Recalling their eerie experiences with the curio from the road via phone, Lopez says he and his bandmate became so entranced by the messages that the Soothsayer became the thematic centerpiece for the new record. Handwritten poems they found inside the curio were translated and incorporated directly into the album as well.


Concept albums with spiritual subtext are de rigueur for the Mars Volta -- its previous releases have been inspired by found diaries, deceased friends and band members, and religious fanaticism -- but this time the inspiration turned sinister.

“I started getting nervous because it began asking for things in a threatening way and Cedric was getting more and more into it. As someone who’s overcome a drug addiction, I saw the obsessiveness and compulsion.
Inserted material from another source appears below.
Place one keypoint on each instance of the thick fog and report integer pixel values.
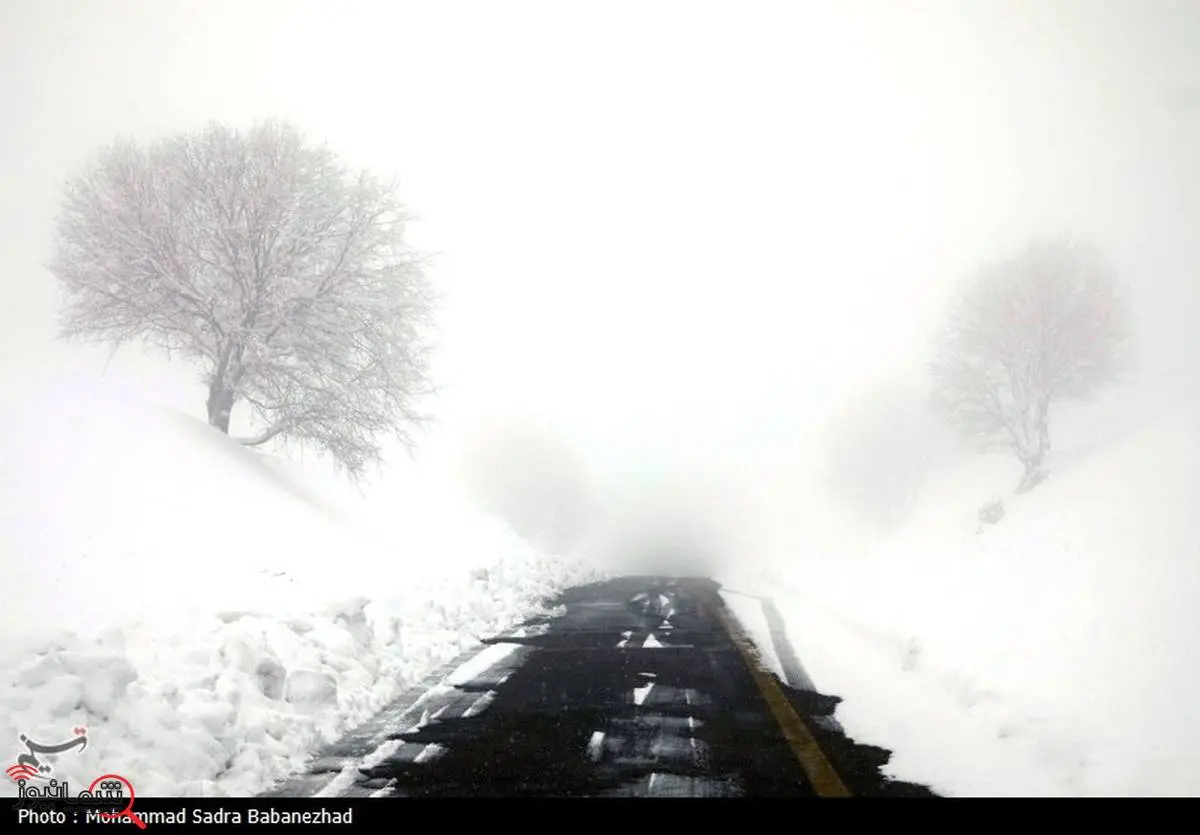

To me it was no different than when I decided to get clean and Jeremy [Ward, former bandmate who overdosed in 2003] was still on drugs. You could see it from a distance and be like, oh man, this isn’t good,” Lopez says.

Lopez took the Soothsayer away from Bixler and buried it.

That’s when things really started to get strange. Lopez says the band’s longtime sound guy “freaked out” because of “Bedlam’s” supernatural origin, and his band was plagued by illness, relationship problems and unexplained technical glitches (disappearing tracks and jumbled computer programs) throughout the recording process.

The story would almost sound like a ploy to sell records if it didn’t come from this band, arguably one of the most sincere and passionate rock bands of the modern era. Still, that hasn’t stopped their label from trying to market the menacing story with an online video game. (“We had nothing to do with that,” Lopez says.)

Does Lopez worry about karmic consequences of dabbling in the dark side?

“In fear lies a lesson,” he says matter-of-factly. “People fear what they don’t understand. These songs represented struggle and misery, but now, they bring us complete joy.”